The rapid growth of population has led to intense urbanisation in the city of Guwahati, which has caused the water bodies in the city to deteriorate (both quality as well as quantity wise) to a substantial extent (Das et al., 2003). Deepor Beel (a Ramsar site) is one such water body that has been continuously degraded owing to a sudden increase in the urban built-up of Guwahati city (Dash et al., 2018). Assessment of the water quality of a particular water body requires continuous monitoring and analyses of several parameters. This, in turn, contributes to the development of large and complex water quality datasets that are difficult to interpret. Traditionally, the water quality of a particular water body was assessed by comparing the observed values of some water quality parameters with their corresponding quality standard values (Pesce and Wunderlin, 2000). This, however, makes the sustainable management of water resources very challenging and sophisticated, as well as time-consuming (Sun et al., 2016; Wang et al., 2015). Quality indices have proved to be of immense help to water quality researchers around the globe for the past few decades. This is owed to their extreme simplicity of dataset interpretation.
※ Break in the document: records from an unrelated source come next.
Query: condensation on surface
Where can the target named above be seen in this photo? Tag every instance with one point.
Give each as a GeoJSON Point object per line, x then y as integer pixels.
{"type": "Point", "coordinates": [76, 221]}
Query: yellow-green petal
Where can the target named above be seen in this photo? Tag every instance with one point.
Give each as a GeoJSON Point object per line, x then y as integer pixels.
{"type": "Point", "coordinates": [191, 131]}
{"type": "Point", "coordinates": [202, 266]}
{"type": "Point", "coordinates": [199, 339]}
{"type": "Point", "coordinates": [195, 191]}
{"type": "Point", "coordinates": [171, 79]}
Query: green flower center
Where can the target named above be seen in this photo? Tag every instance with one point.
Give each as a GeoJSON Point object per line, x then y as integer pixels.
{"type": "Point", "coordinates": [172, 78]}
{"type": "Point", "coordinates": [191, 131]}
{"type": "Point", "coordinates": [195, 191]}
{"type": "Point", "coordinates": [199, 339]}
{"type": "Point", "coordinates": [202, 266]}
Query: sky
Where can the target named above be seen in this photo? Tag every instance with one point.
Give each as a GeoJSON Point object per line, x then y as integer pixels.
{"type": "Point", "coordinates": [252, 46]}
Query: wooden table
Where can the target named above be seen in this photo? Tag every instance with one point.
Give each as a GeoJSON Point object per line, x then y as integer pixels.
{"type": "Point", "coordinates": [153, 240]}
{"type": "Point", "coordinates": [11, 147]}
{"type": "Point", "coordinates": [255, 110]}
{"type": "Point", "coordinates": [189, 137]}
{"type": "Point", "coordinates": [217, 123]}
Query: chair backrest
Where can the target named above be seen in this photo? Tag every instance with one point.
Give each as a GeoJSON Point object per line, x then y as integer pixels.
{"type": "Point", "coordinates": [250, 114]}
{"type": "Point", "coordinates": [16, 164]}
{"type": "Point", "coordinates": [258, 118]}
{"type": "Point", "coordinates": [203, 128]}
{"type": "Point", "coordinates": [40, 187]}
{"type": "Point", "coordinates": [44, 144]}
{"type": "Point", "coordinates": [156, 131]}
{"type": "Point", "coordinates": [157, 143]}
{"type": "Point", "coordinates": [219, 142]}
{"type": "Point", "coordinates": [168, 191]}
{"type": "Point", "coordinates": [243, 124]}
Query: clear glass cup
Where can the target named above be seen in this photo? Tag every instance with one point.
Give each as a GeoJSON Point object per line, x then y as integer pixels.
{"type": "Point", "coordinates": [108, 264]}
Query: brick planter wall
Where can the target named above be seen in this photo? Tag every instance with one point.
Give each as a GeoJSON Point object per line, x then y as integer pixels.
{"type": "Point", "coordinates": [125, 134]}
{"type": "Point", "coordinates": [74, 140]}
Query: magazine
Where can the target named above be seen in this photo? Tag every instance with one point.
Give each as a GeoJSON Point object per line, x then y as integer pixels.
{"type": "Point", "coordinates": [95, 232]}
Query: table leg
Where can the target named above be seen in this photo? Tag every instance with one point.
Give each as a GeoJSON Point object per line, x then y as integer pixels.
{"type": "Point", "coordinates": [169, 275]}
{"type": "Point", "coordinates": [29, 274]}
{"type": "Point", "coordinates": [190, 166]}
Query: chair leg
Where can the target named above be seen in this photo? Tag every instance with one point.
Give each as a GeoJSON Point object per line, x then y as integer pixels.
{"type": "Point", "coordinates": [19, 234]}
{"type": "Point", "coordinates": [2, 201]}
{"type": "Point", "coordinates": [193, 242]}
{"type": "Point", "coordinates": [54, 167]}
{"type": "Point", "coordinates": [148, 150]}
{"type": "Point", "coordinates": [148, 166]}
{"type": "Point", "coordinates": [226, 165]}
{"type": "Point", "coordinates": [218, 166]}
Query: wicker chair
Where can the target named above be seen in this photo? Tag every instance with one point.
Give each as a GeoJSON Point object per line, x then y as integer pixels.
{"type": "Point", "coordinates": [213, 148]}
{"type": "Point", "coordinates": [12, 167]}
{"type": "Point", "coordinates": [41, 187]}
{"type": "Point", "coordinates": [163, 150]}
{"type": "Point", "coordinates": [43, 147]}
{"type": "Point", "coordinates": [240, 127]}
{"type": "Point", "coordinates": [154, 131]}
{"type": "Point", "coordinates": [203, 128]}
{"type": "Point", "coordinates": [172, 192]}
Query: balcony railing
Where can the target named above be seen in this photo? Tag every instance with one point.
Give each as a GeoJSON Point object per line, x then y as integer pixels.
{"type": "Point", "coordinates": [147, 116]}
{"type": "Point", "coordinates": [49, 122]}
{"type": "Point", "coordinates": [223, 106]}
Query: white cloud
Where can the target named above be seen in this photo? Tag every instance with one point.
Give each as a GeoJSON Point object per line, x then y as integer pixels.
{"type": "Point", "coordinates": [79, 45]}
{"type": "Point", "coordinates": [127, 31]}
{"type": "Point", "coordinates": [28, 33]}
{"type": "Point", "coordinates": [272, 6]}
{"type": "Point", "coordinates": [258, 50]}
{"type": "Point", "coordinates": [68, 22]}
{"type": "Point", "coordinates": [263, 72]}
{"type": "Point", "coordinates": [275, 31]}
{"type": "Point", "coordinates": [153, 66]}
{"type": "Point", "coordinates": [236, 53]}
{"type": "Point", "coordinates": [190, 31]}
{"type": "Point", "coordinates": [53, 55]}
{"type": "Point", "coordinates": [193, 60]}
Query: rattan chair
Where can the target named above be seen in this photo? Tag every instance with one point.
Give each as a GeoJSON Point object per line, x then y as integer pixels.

Water quality index (WQI) is a mathematical representation of the datasets for categorising the water quality in a more straightforward yet informative manner, thus assessing the pollution status of a particular water body. Numerous attempts have been carried out in developing WQIs, depending on various methodologies adopted by several researchers (Akter et al., 2016; Bora and Goswami, 2017; Liou et al., 2004; Ramakrishnaiah et al., 2009; Said et al., 2004; Şener et al., 2017; Vasanthavigar et al., 2010; Wu et al., 2018). It has been proved over the years that the WQI approach is the most practical and effective way of water quality representation of a particular waterbody, both spatially and temporally. It also facilitates in comparing various sampling locations based on their pollution levels and determining their trends (Sun et al., 2016).